GCASR 2016‎ > ‎Presentations‎ > ‎

Cache in a Flash: Making cost-effective use of flash–based caching

Cache in a Flash: Making cost-effective use of flash–based caching
Fred Douglis (EMC)

Classic caching algorithms leverage recency, access count, and/or other properties of cached blocks at per-block granularity. However, for media such as flash which have performance and wear penalties for small overwrites, implementing cache policies at a larger granularity is beneficial. Recent research has focused on buffering small blocks and writing in large granularities, called containers, but it has not explored the ramifications and best strategies for caching compound blocks consisting of logically distinct, but physically co-located, blocks. Containers may have highly diverse blocks, with mixtures of frequently accessed, infrequently accessed, and invalidated blocks.
This talk provides a brief overview of two recent projects in EMC.  The first is Pannier, a flash cache middleware that provides high performance while extending flash lifespan. Pannier uses three main techniques: (1) leveraging block access counts to manage cache containers, (2) incorporating block liveness as a property to improve flash cache space efficiency, and (3) designing a multi-step feedback controller to ensure a flash cache does not wear out in its lifespan while maintaining performance. Our evaluation shows that Pannier improves flash cache performance and extends lifespan beyond previous per-block and container-aware caching policies.  
Second, we show the difficulty in extending Belady's MIN, the optimal offline algorithm normally used for the best-case comparisons,  to consider both containers and erasures.    We describe a set of metrics to evaluate trade-offs between hit rates and erasures, as well as heuristics to approach the optimal offline.  The offline algorithms have various objectives,  such as getting the fewest flash erasures  while still providing the maximal cache hit rate.
This is joint work with two former interns,  Cheng Li (Rutgers, now at VMware) and Yue Cheng (Virginia Tech), as well as Philip Shilane, Michael Trachtman, and Grant Wallace (EMC), Peter Desnoyers (Northeastern), and Kai Li (Princeton).  Pannier was presented at Middleware 2015 and the offline algorithm will be presented at USENIX ATC 2016.

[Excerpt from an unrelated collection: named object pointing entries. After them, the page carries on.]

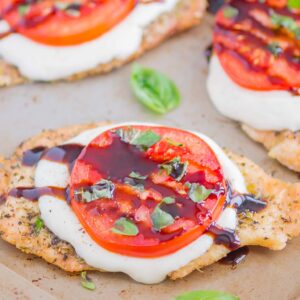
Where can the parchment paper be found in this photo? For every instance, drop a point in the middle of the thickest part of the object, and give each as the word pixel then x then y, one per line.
pixel 26 110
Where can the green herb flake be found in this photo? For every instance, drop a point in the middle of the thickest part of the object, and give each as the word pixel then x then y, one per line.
pixel 275 49
pixel 160 218
pixel 293 4
pixel 230 12
pixel 285 22
pixel 23 9
pixel 153 89
pixel 124 226
pixel 38 225
pixel 143 139
pixel 86 282
pixel 206 295
pixel 198 193
pixel 175 168
pixel 102 189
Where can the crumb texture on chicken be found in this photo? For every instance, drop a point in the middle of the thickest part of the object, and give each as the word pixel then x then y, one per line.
pixel 283 146
pixel 186 14
pixel 270 228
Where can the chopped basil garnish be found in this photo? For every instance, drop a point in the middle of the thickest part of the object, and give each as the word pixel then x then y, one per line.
pixel 230 12
pixel 87 282
pixel 154 90
pixel 143 139
pixel 137 175
pixel 160 218
pixel 285 22
pixel 124 226
pixel 197 192
pixel 102 189
pixel 175 168
pixel 275 49
pixel 38 225
pixel 293 4
pixel 23 9
pixel 206 295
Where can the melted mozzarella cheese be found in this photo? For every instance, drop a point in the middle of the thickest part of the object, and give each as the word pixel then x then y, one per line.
pixel 42 62
pixel 61 220
pixel 264 110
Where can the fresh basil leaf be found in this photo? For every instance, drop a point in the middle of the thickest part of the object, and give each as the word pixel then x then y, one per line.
pixel 169 200
pixel 38 225
pixel 275 49
pixel 198 193
pixel 23 9
pixel 144 139
pixel 230 12
pixel 86 282
pixel 160 218
pixel 293 4
pixel 124 226
pixel 285 22
pixel 154 90
pixel 206 295
pixel 175 168
pixel 137 175
pixel 102 189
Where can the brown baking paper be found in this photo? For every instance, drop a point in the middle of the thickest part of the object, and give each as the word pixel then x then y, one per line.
pixel 26 110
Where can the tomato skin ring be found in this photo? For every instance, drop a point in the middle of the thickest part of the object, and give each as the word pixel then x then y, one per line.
pixel 243 43
pixel 140 250
pixel 60 29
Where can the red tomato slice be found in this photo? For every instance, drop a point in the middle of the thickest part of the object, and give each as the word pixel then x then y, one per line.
pixel 252 50
pixel 48 23
pixel 108 157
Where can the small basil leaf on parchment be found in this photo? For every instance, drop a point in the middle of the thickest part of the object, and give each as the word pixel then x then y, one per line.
pixel 38 225
pixel 206 295
pixel 124 226
pixel 160 218
pixel 197 192
pixel 154 90
pixel 86 282
pixel 294 4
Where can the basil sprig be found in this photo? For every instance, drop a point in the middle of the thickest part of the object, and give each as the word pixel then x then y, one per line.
pixel 175 168
pixel 102 189
pixel 124 226
pixel 206 295
pixel 143 139
pixel 160 218
pixel 153 89
pixel 198 192
pixel 285 22
pixel 87 282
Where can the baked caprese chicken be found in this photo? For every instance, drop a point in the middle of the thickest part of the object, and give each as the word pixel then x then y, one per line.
pixel 51 40
pixel 146 200
pixel 254 74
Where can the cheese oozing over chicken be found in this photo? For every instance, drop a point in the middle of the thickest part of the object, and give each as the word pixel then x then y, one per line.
pixel 62 221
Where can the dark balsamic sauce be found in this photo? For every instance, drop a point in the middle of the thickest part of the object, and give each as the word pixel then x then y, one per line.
pixel 226 237
pixel 235 257
pixel 34 193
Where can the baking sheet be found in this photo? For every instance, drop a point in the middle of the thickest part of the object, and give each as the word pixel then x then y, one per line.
pixel 26 110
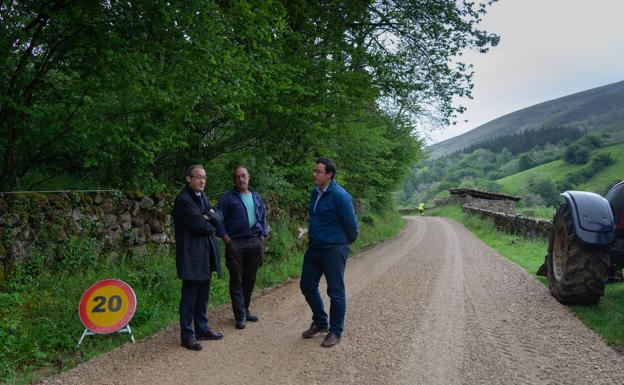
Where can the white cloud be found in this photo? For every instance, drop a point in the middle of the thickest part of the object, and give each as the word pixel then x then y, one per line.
pixel 548 49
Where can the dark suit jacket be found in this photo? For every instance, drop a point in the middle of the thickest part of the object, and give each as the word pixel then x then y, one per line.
pixel 197 249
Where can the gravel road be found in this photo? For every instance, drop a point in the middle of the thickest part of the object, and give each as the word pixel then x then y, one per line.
pixel 433 306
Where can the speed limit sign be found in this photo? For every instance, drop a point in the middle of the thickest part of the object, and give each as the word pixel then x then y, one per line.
pixel 107 307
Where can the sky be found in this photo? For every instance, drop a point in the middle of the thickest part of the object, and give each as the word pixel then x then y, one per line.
pixel 548 49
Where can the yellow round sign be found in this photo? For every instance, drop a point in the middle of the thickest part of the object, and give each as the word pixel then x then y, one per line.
pixel 107 306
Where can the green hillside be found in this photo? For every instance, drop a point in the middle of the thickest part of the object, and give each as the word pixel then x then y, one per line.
pixel 593 110
pixel 517 184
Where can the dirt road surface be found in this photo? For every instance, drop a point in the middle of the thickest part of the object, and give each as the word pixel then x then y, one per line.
pixel 433 306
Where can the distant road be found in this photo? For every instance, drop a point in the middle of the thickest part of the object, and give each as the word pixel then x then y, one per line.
pixel 433 306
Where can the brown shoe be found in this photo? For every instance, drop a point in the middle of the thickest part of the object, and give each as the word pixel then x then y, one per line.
pixel 330 340
pixel 314 330
pixel 209 335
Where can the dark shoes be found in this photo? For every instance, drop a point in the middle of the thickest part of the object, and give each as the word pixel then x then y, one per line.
pixel 241 323
pixel 330 340
pixel 209 335
pixel 192 344
pixel 314 330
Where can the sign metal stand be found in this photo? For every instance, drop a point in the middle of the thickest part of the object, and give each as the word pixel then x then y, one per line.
pixel 107 307
pixel 87 332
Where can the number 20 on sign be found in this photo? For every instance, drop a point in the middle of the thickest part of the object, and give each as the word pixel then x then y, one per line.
pixel 107 307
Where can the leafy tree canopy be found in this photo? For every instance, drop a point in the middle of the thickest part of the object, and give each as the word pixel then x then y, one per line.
pixel 125 94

Fred Douglis is in the Advanced Development group of EMC Core Technologies Division, in the office of the CTD CTO. He works on systems and storage technologies such as flash memory, deduplication, compression, load balancing, and others.  He holds M.S. and Ph.D. degrees in computer science from U.C. Berkeley and a B.S. in computer science from Yale.  He has worked in industrial applied research throughout his career, including Matsushita, AT&T (Bell) Labs, and IBM Research before joining EMC in 2009. He also has been a visiting professor at VU Amsterdam and Princeton University.  He served as editor in chief of IEEE Internet Computing from 2007-2010 and has been on its editorial board since 1999.  He is a member of the IEEE Computer Society Board of Governors from 2016-2018.